"Uzak geçmişteki yaratılmamışlığım gelecek yüzyıllardaki ölmüşlüğüm ile aynı değil mi?"
Şebaruz öyküsüyle 2023 Oğuz Atay Öykü Ödüllerine layık görülen Baki Mesut Köprücü; öykülerinde insanların kan bağıyla değil gam bağıyla ortak noktada buluşabileceklerini gösteriyor okuyucuya.

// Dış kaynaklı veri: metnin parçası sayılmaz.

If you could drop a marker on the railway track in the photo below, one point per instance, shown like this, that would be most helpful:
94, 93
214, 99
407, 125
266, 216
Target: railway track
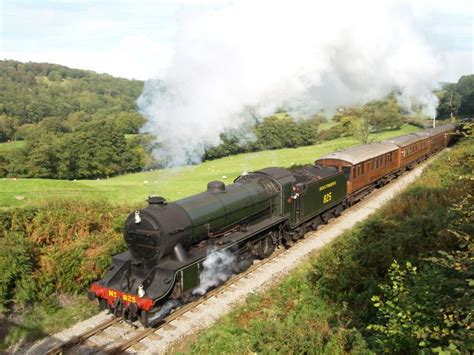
136, 335
143, 333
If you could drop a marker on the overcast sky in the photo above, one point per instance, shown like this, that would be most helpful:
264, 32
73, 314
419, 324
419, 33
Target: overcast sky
136, 39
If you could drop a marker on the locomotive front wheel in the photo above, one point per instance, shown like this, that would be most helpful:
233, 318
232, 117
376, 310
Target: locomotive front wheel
265, 248
144, 318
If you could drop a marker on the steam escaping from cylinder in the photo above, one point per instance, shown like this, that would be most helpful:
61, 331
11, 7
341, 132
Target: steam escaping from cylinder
164, 310
218, 267
238, 62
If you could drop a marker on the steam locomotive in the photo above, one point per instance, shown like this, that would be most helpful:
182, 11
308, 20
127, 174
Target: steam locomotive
168, 243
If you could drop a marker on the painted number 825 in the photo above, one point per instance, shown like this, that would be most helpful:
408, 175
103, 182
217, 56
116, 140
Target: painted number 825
327, 197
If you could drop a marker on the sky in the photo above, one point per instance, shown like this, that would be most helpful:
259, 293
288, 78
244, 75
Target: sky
137, 39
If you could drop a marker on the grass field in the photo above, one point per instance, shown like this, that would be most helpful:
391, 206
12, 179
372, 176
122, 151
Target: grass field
172, 184
9, 146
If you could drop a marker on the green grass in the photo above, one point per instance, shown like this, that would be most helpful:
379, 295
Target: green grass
173, 183
325, 306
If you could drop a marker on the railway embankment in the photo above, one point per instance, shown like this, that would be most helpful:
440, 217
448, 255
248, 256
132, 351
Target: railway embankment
400, 281
339, 289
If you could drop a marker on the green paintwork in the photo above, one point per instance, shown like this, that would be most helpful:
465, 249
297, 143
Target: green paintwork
215, 211
317, 198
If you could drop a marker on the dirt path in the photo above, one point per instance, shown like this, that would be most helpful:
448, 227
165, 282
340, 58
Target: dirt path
212, 309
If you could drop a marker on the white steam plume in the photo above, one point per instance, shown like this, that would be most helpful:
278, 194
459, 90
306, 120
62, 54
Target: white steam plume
242, 61
218, 267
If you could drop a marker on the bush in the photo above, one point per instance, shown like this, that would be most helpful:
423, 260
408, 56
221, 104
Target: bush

"Acısını sırtlarında taşıyarak gezen adamlar ölümün içinden yaşamı çağıranlar kentin boğucu havasında soluk alamayanlar ölmek üzere olan bir dilin son konuşanları gibi sıra dışı öykü kişilerine yer veriyor Baki Mesut. Yerelden hareket eden ve insanlığın evrensel acılarını işleyen öykülerini bir araya getiriyor. Gerçek yaşamdan esinlenerek kendine özgü bir öykü dünyası kuran yazar akıcı bir dille kaleme alıyor metinlerini. Diyalogların doğallığına anlatımın duruluğu ve derinliğine önem veriyor. Dertlerin içinde yaşama uğraşı veren öykü kişilerinin iç dünyalarına eğiliyor. Öykülerin çoğunda insanın varoluş meselesi ve yaşam karşısındaki tutumu ön plana çıkıyor. Satırların arasında ağıtların türkülerin ninnilerin dolaştığı saz sesinin duyumsandığı bu öyküleri ilgiyle okuyacaksınız."
Hülya Soyşekerci
"Düşünceden yola çıkan hikâyeler geliştirmek gibi zor ve riskli bir işe kalkışıyor Baki Mesut. Öykülerinin bir meselesi var. Estetik kaygılarını ise asla geri plana atmıyor. 'Kevalar niçin ölüyor?' yahut 'Bu evler niçin balkonsuz?' gibi sorular soruyor bize satır aralarında."
Zafer Köse
"Hevesle yazıyor Baki Mesut yazıya olan inancıyla sahici diyaloglarla örüyor öyküsünü. Teselli cümleleri kurmayı da ihmal etmiyor gördüklerini görmediklerine benzetmeyi de. Delirmeyenleri delirmek isteyenleri acısını sırtlayıp dışarı çıkanları uzun yıllar ve saatler içeride kalanları anlatıyor. Konya'ya da uğruyor içli türkülere de harfi ve alfabeyi bilmeyenlere ise özenle uğruyor. O böyle hem uğrayıp hem de uğurlayınca inandıklarını zaman durmuş gibi yapıyor zaman zaman. Kurursa dilin 'Anne' deyip ıslat diyor. Daha ne desin!"